Generating Natural-Language Surgical Feedback: From Structured Representation to Domain-Grounded Evaluation
Firdavs Nasriddinov, Rafal Kocielnik, Anima Anandkumar, Andrew J. Hung
TL;DR
This work introduces a structure-aware pipeline that grounds natural-language surgical feedback in Instrument–Action–Tissue (IAT) triplets derived from real trainer–trainee transcripts. By fusing video frames, temporal instrument motion, and procedure/task context, the system predicts IAT triplets which then condition GPT-4o to generate trainer-style, clinically grounded feedback, with an uncertainty gate to reduce hallucinations. Across Task 1 (Video→IAT) and Task 2 (Feedback Generation), integrating IAT structure and motion context yields consistent performance gains in IAT recognition (AUC) and fidelity of generated feedback (higher clinician-aligned scores, lower WER, higher ROUGE), supported by a clinician-aligned evaluation protocol. The approach enables auditable, scalable surgical coaching and provides a data-efficient representation by grounding content in interpretable IAT semantics, setting the stage for broader adoption in clinical training and simulation settings.
Abstract
High-quality intraoperative feedback from a surgical trainer is pivotal for improving trainee performance and long-term skill acquisition. Automating natural, trainer-style feedback promises timely, accessible, and consistent guidance at scale but requires models that understand clinically relevant representations. We present a structure-aware pipeline that learns a surgical action ontology from real trainer-to-trainee transcripts (33 surgeries) and uses it to condition feedback generation.
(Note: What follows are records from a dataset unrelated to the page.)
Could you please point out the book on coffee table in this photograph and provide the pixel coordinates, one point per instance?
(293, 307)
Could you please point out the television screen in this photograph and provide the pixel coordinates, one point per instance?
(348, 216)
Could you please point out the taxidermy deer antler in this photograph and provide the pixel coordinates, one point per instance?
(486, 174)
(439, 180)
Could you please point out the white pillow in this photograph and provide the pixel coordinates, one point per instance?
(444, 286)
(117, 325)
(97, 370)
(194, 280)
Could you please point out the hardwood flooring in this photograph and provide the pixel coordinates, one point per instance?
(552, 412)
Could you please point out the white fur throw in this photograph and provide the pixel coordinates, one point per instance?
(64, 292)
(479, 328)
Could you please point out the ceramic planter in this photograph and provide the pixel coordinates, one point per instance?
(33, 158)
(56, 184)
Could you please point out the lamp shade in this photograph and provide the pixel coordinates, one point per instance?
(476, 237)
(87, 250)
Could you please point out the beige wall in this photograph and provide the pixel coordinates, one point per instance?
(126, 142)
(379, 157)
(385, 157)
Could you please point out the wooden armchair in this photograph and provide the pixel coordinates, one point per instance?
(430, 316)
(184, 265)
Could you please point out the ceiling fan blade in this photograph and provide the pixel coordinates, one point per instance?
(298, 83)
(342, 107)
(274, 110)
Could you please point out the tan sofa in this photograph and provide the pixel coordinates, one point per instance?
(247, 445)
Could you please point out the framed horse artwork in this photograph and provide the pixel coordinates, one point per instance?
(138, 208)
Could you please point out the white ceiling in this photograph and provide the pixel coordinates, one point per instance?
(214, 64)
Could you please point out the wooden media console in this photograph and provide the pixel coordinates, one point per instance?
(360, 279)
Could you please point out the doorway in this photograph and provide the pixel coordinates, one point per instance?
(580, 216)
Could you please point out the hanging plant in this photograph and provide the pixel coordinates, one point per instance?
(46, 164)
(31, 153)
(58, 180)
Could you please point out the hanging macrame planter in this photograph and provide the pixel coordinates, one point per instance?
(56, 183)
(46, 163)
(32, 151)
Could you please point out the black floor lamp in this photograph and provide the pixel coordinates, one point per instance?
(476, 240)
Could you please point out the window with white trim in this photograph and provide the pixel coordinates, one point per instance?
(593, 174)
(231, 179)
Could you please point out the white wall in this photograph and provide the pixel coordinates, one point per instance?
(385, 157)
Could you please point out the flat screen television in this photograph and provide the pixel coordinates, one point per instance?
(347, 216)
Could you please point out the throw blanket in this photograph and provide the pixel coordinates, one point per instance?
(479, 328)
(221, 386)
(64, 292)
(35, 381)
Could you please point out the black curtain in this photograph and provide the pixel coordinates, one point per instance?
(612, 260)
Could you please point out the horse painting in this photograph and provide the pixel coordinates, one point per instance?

We contribute by (1) mining Instrument-Action-Target (IAT) triplets from real-world feedback text and clustering surface forms into normalized categories, (2) fine-tuning a video-to-IAT model that leverages the surgical procedure and task contexts as well as fine-grained temporal instrument motion, and (3) demonstrating how to effectively use IAT triplet representations to guide GPT-4o in generating clinically grounded, trainer-style feedback. We show that, on Task 1: Video-to-IAT recognition, our context injection and temporal tracking deliver consistent AUC gains (Instrument: 0.67 to 0.74; Action: 0.60 to 0.63; Tissue: 0.74 to 0.79). For Task 2: feedback text generation (rated on a 1-5 fidelity rubric where 1 = opposite/unsafe, 3 = admissible, and 5 = perfect match to a human trainer), GPT-4o from video alone scores 2.17, while IAT conditioning reaches 2.44 (+12.4%), doubling the share of admissible generations with score >= 3 from 21% to 42%. Traditional text-similarity metrics also improve: word error rate decreases by 15-31% and ROUGE (phrase/substring overlap) increases by 9-64%. Grounding generation in explicit IAT structure improves fidelity and yields clinician-verifiable rationales, supporting auditable use in surgical training.